If you simply want the traffic to be routed to, say,the service "web", then you can use the alias
field.
Copilot will automatically generate a template with the desired host-header configuration to achieve your goal.
@Lou1415926 thank you for responding. I appreciate it. The config I want is that: all the traffic to my ALB goes through the regular listener rule to say, XYZ tasks. Now, I want that if the traffic happens to contain "crazy=1" header (not the host-header, I think, but just the regular HTTP header), then it should be routed to a different set of tasks (which are similar to other tasks, but dedicated to handle this crazy traffic). This seems a bit complicated to do with Copilot.
@bvtujo Would you be able to help add custom-headers to this? I would really appreciate it ^_^
@imaginarynik In general, you can use yaml patch to do this.
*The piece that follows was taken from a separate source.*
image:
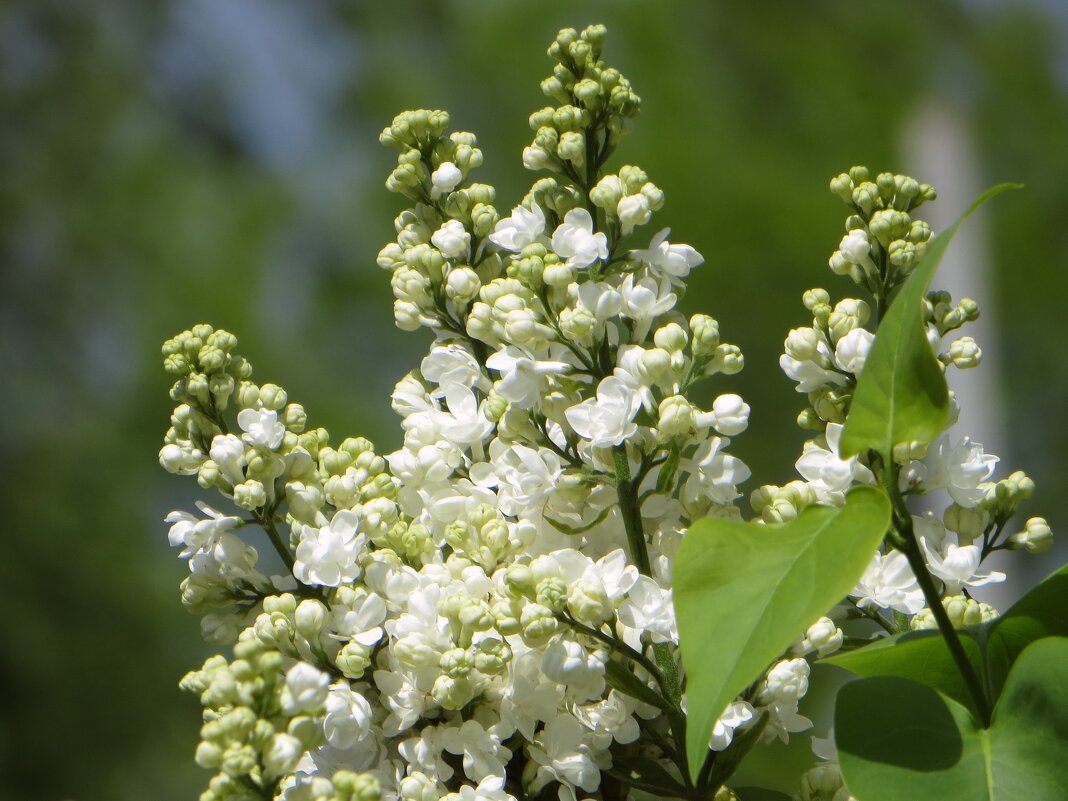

For example, you could have ⬇️
- op: add
path: Resources/HTTPListenerRuleByHttpHeader
value:
Metadata: 'aws:copilot:description': 'An HTTP listener rule for path `/` that forwards HTTP traffic to your tasks'
Type: AWS::ElasticLoadBalancingV2::ListenerRule
Properties:
Actions:
- TargetGroupArn:# The target group for XYZ
Type: forward
Conditions:
- Field: 'http-header'
HttpHeaderConfig: #... your config
ListenerArn: !GetAtt EnvControllerAction.HTTPListenerArn
Priority: !GetAtt HTTPRulePriorityAction.Priority
There are quite a few situations where we want to use ALB host headers, such as when replacing an existing system. (Not all of them are new systems.) If this is not feasible, you need to build something that stands ALB separately, either in the AWS console or terraform, etc., which is a very tedious job.
@sasaki-kouhei love the input - would setting custom domain http.alias
field help you in your case? Or can you help me understand why it wouldn't - for example, are you bringing your existing ALB into Copilot?